Walker Repeats Support For Federal Marriage Amendment, Dodges Personhood Question

In an interview with the Iowa conservative blog Caffeinated Thoughts on Saturday, Wisconsin Gov. Scott Walker repeated his call for a constitutional amendment to preserve state-level bans on same-sex marriage if the Supreme Court strikes them down, immediately before dodging a question on an anti-choice “personhood” amendment by saying that if he were president he wouldn’t “handle any constitutional amendments.”
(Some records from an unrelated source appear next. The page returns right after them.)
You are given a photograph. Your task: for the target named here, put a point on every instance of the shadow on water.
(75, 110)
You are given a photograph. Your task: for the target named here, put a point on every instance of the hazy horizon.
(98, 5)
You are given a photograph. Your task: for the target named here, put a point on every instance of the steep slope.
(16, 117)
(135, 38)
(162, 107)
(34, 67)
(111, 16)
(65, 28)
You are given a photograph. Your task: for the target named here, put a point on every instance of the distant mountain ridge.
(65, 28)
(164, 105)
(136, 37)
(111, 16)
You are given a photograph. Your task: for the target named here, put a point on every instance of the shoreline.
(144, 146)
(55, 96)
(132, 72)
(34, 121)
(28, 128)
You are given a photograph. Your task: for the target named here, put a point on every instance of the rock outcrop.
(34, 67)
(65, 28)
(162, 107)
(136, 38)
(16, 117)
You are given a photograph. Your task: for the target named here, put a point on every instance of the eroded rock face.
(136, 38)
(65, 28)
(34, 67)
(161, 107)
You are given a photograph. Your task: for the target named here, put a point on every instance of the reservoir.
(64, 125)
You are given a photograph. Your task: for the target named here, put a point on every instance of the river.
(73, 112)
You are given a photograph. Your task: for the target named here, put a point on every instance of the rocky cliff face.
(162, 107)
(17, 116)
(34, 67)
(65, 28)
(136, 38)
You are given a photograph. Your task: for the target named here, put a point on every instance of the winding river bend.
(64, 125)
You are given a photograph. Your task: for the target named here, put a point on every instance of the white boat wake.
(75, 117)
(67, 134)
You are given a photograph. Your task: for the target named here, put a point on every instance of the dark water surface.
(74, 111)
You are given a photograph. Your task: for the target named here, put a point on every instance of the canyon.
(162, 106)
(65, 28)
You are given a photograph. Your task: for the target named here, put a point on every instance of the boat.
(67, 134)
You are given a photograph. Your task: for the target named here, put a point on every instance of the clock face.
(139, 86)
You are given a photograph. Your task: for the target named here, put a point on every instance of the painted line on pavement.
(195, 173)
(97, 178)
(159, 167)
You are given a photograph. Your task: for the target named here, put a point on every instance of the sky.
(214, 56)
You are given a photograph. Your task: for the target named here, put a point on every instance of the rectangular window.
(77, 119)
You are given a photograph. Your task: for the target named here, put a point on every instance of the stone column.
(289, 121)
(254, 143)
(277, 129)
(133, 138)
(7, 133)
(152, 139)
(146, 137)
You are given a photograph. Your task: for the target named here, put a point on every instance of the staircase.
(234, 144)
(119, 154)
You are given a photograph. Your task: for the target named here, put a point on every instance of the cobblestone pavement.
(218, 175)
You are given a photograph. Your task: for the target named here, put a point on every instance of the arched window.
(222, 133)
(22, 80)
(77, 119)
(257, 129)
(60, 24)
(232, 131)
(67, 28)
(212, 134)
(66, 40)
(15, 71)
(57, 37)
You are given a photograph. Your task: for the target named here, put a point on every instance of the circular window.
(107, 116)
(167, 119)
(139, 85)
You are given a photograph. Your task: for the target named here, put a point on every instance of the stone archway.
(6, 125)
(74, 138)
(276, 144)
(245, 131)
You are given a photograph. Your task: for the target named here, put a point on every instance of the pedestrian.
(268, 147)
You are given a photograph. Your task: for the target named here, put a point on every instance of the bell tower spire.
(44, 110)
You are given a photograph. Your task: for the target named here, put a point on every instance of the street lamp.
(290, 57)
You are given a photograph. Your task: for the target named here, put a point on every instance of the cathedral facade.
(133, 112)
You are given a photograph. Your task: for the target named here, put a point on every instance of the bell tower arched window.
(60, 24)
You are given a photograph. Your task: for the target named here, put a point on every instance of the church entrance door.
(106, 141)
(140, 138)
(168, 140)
Walker told Caffeinated Thoughts’ Shane Vander Hart that he is “still hoping” the Supreme Court will preserve state-level marriage bans. “If they don’t,” he added, “the only other viable option out there is to support a constitutional amendment, again, believing, I believe in not just in marriage being defined as one man and one woman, but I also believe in states’ rights. I think that’s an issue that appropriately belongs in the states.”

When Vander Hart asked Walker “what kind of pro-life legislation would a President Walker sign,” and if that would include a “personhood law,” Walker responded. “Well, the personhood would require an amendment and the president, no matter who it is, doesn’t handle any constitutional amendments, so that would be something that people who are passionate about that in the Senate need to have leaders there.”

He went on to say that he would support a 20-week abortion ban and the continuation of the Hyde Amendment.